Wednesday, August 11, 2010

Dying to be Perfect

Susan Bordo is a modern day contemporary feminist that links modern consumer culture directly to the formation of gendered bodies. The body is a symbolic form, the surface of which culture is inscribed. According to Bordo, the body is a metaphor for culture. In her book, Unbearable Weight: Feminism, Western Culture, and the Body, Bordo discusses the impact of pop culture, such as television, advertisements, and magazines, on shaping the female body.

Pop culture creates an ideal of what the female body should look like. The anxiety women feel while trying to attain this ideal body sometimes results in typically female disorders such as hysteria, agoraphobia, and anorexia. Bordo categorizes these disorders as “obsessive body practices of contemporary culture.” She also includes plastic surgery, obsessive dieting, and manic physical training. However, Bordo further goes on to say that although these practices may be bizarre or extreme, they are actually completely logical manifestations of the anxieties and fantasies fostered by our culture. This ideal female body is represented as what is normal, natural, or even real.

While the media emphasizes thinness as the standard for female beauty, most of the bodies idealized are usually atypical of a normal, healthy woman. A model is defined as a standard or example for imitation or comparison. Twenty years ago, the average fashion model weighed 8% less than the average woman. Today’s models weigh 25% less. Women between the ages of 18-34 have a 7% chance of being as slim as a fashion runway model, and the chance of being as slim as a supermodel is less than 1%. Still, 70% of young women said models influence their idea of the perfect body shape. Even the supermodels themselves often pass out on the runway from starvation, and some have even died from anorexia.
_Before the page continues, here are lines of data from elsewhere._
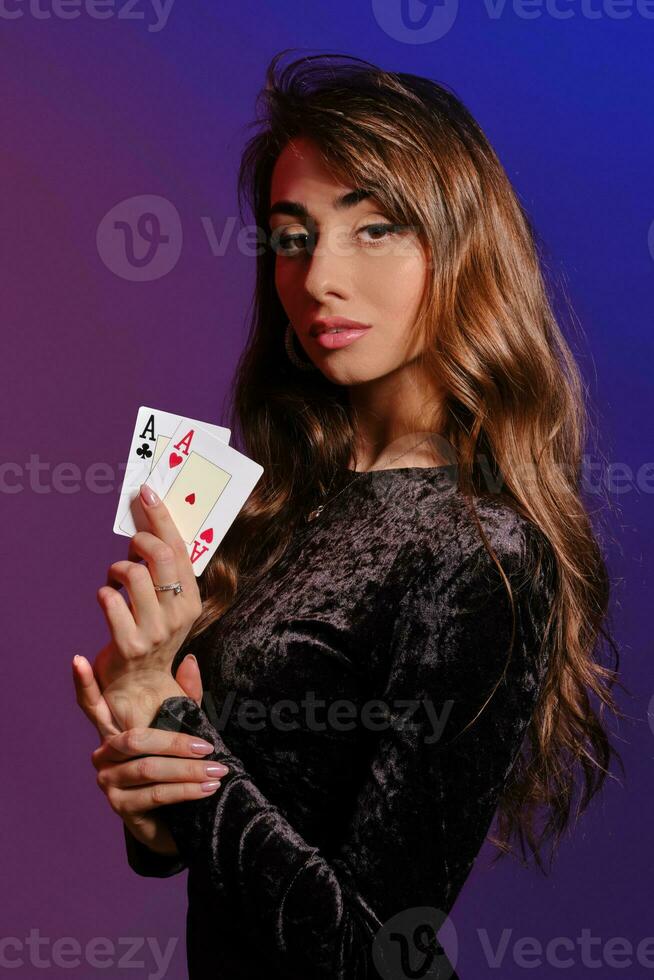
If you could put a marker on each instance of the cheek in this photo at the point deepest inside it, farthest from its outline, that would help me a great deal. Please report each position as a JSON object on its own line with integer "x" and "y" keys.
{"x": 394, "y": 286}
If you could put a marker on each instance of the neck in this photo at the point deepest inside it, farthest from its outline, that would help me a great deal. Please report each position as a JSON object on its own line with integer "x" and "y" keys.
{"x": 394, "y": 416}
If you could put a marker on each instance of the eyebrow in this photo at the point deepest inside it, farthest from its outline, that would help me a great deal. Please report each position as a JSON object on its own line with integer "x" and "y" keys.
{"x": 299, "y": 210}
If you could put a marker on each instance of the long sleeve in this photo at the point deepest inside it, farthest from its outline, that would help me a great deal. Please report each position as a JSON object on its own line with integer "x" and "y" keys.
{"x": 429, "y": 792}
{"x": 148, "y": 863}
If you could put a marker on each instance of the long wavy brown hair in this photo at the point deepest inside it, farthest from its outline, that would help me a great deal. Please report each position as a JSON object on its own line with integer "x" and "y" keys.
{"x": 513, "y": 403}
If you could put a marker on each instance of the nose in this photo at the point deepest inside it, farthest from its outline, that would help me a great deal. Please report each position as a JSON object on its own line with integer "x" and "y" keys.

A Brazilian supermodel named Ana Carolina was dropped from a runway show for being “too fat,” and soon after developed anorexia. She literally starved herself to death. Just six months prior, her sister, also a supermodel, had died after collapsing on the runway from starvation. Even supermodels, who are seen as an idealized female body are impacted by trying to reach an unattainable beauty. After several models died of anorexia and passing out on the runway was coming more and more common, a French woman named Isabel Caro who herself has been an anorexic for over fifteen years, posed naked for a billboard to protest size zero models during fashion week in Milan, Italy. In the clip above, CBS interviews Isabel Caro, a perfect example the effects the ideologies of our culture have on women, as well as the mental and physical disorders that result.

Works Cited:

Bordo, Susan. “The Body and the Reproduction of Feminintiy.” Leitch, Vincent. The Norton Anthology of Literary Theory and Criticism. New York: W.W. Norton & Co., 2001. Print.

Bordo, Susan. Unbearable Weight: Feminism, Western Culture and The Body. Berkely, California: University of California Press, 1993.

Studies-Eating Disorders Program at Stanford University School of Medicine. 2010. Web. 7 August 2010.